Creative Commons Attribution-Noncommercial-No Derivative Works 4.0 License
This work is licensed under a Creative Commons Attribution-Noncommercial-No Derivative Works 4.0 License.


This paper compares the performance of common edge detectors and deep convolutional neural networks (DCNN) for image-based crack detection in concrete structures. A dataset of 19 high definition images (3420 sub-images, 319 with cracks and 3101 without) of concrete is analyzed using six common edge detection schemes (Roberts, Prewitt, Sobel, Laplacian of Gaussian, Butterworth, and Gaussian) and using the AlexNet DCNN architecture in fully trained, transfer learning, and classifier modes. The relative performance of each crack detection method is compared here for the first time on a single dataset. Edge detection methods accurately detected 53–79% of cracked pixels, but they produced residual noise in the final binary images. The best of these methods was useful in detecting cracks wider than 0.1 mm. DCNNs were used to label images, and accurately labeled them with 99% accuracy. In transfer learning mode, the network accurately detected about 86% of cracked images.
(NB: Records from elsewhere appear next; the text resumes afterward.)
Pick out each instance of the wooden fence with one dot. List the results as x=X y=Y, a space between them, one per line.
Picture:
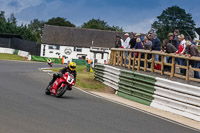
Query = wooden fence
x=127 y=58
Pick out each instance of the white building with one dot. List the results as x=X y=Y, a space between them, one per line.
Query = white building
x=77 y=43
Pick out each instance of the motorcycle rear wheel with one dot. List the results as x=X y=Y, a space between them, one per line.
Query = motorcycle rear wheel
x=47 y=91
x=61 y=91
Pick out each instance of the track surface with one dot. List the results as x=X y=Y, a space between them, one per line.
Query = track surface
x=24 y=108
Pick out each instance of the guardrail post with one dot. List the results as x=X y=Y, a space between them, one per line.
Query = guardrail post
x=162 y=65
x=125 y=59
x=172 y=67
x=129 y=60
x=152 y=63
x=187 y=70
x=139 y=59
x=145 y=62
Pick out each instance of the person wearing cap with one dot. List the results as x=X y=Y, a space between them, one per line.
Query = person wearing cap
x=125 y=43
x=133 y=41
x=156 y=45
x=193 y=51
x=181 y=51
x=176 y=33
x=172 y=41
x=118 y=42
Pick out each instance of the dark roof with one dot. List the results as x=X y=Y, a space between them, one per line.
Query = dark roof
x=5 y=35
x=68 y=36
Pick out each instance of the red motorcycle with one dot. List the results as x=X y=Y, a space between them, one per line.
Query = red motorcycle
x=61 y=84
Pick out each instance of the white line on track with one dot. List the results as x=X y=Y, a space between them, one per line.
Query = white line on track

DCNNs also detected much finer cracks than edge detection methods. In fully trained and classifier modes, the network detected cracks wider than 0.08 mm; in transfer learning mode, the network was able to detect cracks wider than 0.04 mm. Computational times for DCNN are shorter than the most efficient edge detection algorithms, not considering the training process. These results show significant promise for future adoption of DCNN methods for image-based damage detection in concrete. To reduce the residual noise, a hybrid method was proposed by combining the DCNN and edge detectors which reduced the noise by a factor of 24.